Николай понимающе покивал.
– И… в чем это выражается? – чуть помедлив, поинтересовался он.
– Вы знаете, на сей счет у него почему-то фантазия небогатая, хотя и ходит он у нас в фантастах, как и я, грешный. Ему всякий раз мерещатся враги, подозрительные лица…
– Мания преследования, одним словом?
– Двумя словами, – литератор-профи был точен. – Но по сути, да.
– Хм?.. Так ведь он опасен.
– Еще бы! Потому и изолирован.
– А как давно он там… отдыхает?
– Да недавно совсем. Второго дня закрыли.
Николай сосредоточенно кивнул.
– И что же он… все с врагами сражался?
– Интеллектуально, так сказать. Причем на сей раз врагами оказались мы.
– Мы – это?..
– Это члены группы. Причем началось все с банальной ссоры. Видимо кризис назревал, и должен был произойти некий толчок… вот, собственно, он и случился. Ягодкин сцепился с Барковым – по пустяку, чуть ли не «зачем мое пиво выпил». Я утрирую, конечно, но суть та же… Так вот, извольте видеть: сцепились они, вернее, Ягодкин схлестнулся – Барков-то парень спокойный; и после этого Ягодкин в категорической форме потребовал чуть ли не товарищеского суда над Барковым: мол, давайте перестанем с ним общаться, руку подавать, предадим остракизму… Понятно, что все мы – я имею в виду себя, Леонтьева и Шарапова – отказались. Чем
– Его в принудительном порядке положили?
– Вот чего не знаю, того не знаю. Но думаю, что да: сам он себя считает абсолютно здоровым, насколько мне известно.
– Н-да… – неопределенно протянул Николай, подвытянул из кармана мобильник, глянул на табло:
– Ого! Вы извините, Владислав…
– О да, конечно! Время – деньги.
– Безналичные, – Гордеев подмигнул. – Но у меня они как раз перетекают в нал.
– Что ж, счастливого пути. А я еще тут поброжу, поищу свою музу подворотен и собачьих тропок… – Глухаревский мигнул ответно.
И они распрощались. Николай уже повернулся было, когда его остановил оклик собеседника.
– Кстати, – писатель прищурил правый глаз, – вы мне на днях снились…
– Вот как?.. – на лице Николая отобразилось удивление.
Глухаревский смотрел мимо него, странно улыбался.
– И кем же я там был, в вашем сне, если не секрет? – Коля принужденно засмеялся.
Тот помедлил и односложно ответил:
– Зрителем.

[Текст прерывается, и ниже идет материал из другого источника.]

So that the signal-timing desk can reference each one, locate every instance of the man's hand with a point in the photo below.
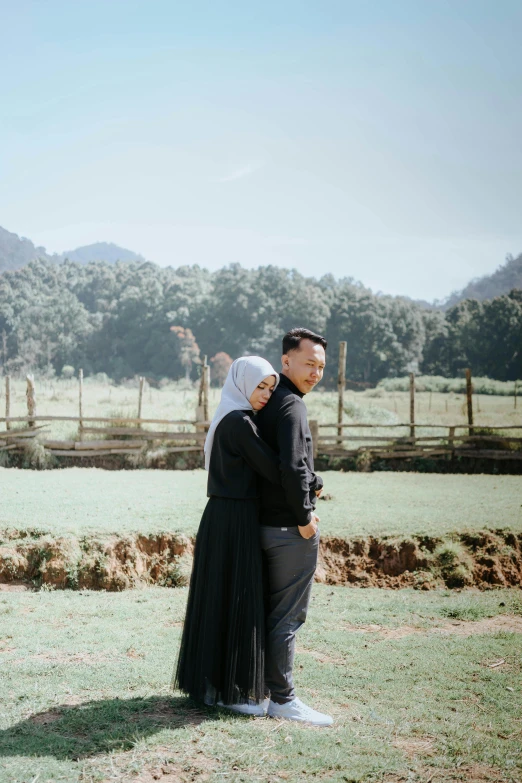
(309, 530)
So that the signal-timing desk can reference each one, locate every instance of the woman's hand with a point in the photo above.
(309, 530)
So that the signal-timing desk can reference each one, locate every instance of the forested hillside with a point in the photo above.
(503, 280)
(17, 251)
(119, 319)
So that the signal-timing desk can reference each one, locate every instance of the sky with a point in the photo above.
(372, 139)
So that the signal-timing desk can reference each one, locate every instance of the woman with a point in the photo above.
(221, 657)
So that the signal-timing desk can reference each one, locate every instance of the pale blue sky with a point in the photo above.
(377, 139)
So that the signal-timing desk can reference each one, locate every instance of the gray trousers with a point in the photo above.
(289, 563)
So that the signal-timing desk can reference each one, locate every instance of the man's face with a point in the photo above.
(305, 366)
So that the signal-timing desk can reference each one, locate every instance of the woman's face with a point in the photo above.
(262, 393)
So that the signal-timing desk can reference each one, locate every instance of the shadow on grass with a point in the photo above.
(95, 727)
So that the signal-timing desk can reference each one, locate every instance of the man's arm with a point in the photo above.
(293, 450)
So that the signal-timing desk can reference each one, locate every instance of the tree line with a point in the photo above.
(135, 318)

Ну, всего доброго!
Гордеев похолодел. Машинально попрощался в ответ. Прыгнул в «Газель» и рванул к Цыганскому спуску. В зеркало мельком увидал, как писатель двинулся в неспешный обход дома, изучая взглядом окна второго этажа…
22
На шоссе Николай тормознул. С минуту сосредоточенно думал. Затем решился: тряхнул головой и достал телефон.
– Александр Яковлевич?.. Да, это я, здравствуйте. Александр Яковлевич, возникла любопытная тема. По интересующему нас делу. Как срочно?.. Ну, как скажете. Да, да… Можно сейчас? Тогда я подъеду. Я свободен… Хорошо! Еду.
И поехал. Мчался на грани фола, с риском – благо, гибедэдэшники нынче куда-то попрятались. В двадцать минут докатил до Пинского, вбежал к нему в приемную.
– Александр Яковлевич у себя? – выпалил с порога, тут же мысленно выругал себя за неприличную поспешность, но секретарша так и подхватилась:
– Да, да! Он ждет вас. Сказал, чтобы вы сразу же заходили к нему.
– Вот как, – Николай улыбнулся. – Ладно, иду.
Пинский встретил своего «ассистента» приветливо, но спокойно:
– А-а, мой юный друг, прошу… Чем обязан? Честно говоря, несколько неожиданно. Мы ведь договаривались на завтра…
– Понимаю, – Гордеев без приглашения подсел к столу. – Однако очень уж ситуация занятная.